This year, as Explorations Camp and Westmount Science join their efforts to offer an ever richer and more diversified program for children and adolescents, I am happy to join this amazing organization as its Science Program Director.
In our world of portable communications and computer technologies, our youth have at their fingertips powerful tools to help them realize and share their creative endeavours. It is sometimes tempting to concentrate on helping them become skilled users of all this wizardry, rather than tediously explaining the hidden mechanics of it all. For won’t we kill their sense of wonder if we reveal what’s “under the hood”, be it the workings of the engine of a rocket, the composition of the pigments in a masterpiece by van Gogh, or the way our brains process a beautiful Mozart concerto? Quite the contrary!
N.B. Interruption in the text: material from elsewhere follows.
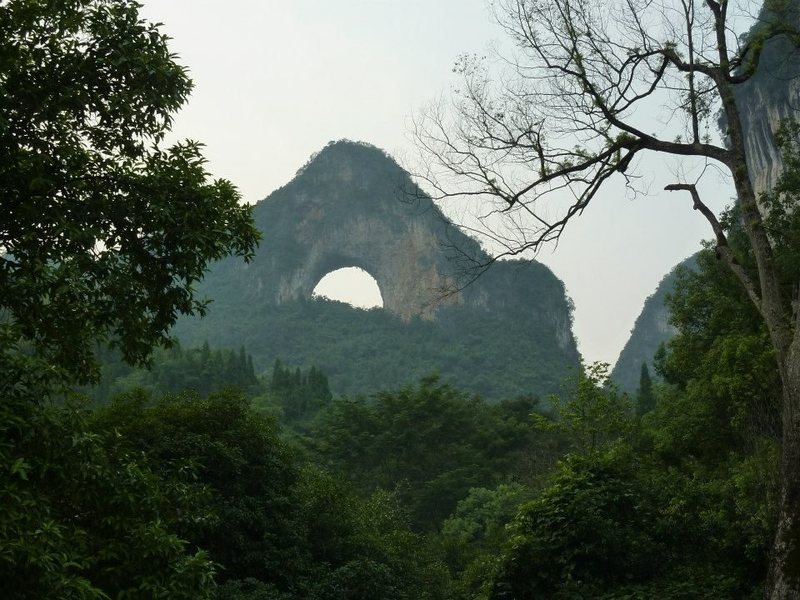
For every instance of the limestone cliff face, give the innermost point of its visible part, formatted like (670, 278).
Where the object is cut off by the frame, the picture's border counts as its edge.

Seeing the world through a scientific mindset is a marvelous and stimulating experience. It adds many new dimensions to the immediate perception of art, music, or nature. Understanding the interactions of matter and light and the functioning of living organisms through math, physics, chemistry, and biology is like discovering spectacular beauties and fundamental truths that lie hidden in the patterns of the universe. It allows us to become true artists and not just artisans.
Science also makes us better citizens. It doesn’t always give clear answers to complex social problems, but it does help us approach them with a critical mindset – and better yet a self-critical mindset. It gives us realistic yardsticks by which to measure the implications of our lifestyles on our environment. It can even help us get away from once useful technologies that science brought us, but that can harm us in the long run. It makes us humble and inspires us to see ourselves as part of the same “stuff” that makes up the world and not as its masters.
No one has expressed all this better than the physicist Richard Feynman, so I will end this note with a favourite quote of mine from his famous Lectures on Physics:
“Poets say science takes away from the beauty of the stars – mere globs of gas atoms. Nothing is “mere”. I too can see the stars on a desert night, and feel them. But do I see less or more? The vastness of the heavens stretches my imagination – stuck on this carousel my little eye can catch one-million-year-old light. A vast pattern – of which I am a part – perhaps my stuff was belched from some forgotten star, as one is belching there. Or see them with the greater eye of Palomar, rushing all apart from some common starting point when they were perhaps all together. What is the pattern, or the meaning, or the why? It does not do harm to the mystery to know a little about it. For far more marvelous is the truth than any artists of the past imagined it! Why do the poets of the present not speak of it? What men are poets who can speak of Jupiter if he were like a man, but if he is an immense spinning sphere of methane and ammonia must be silent?”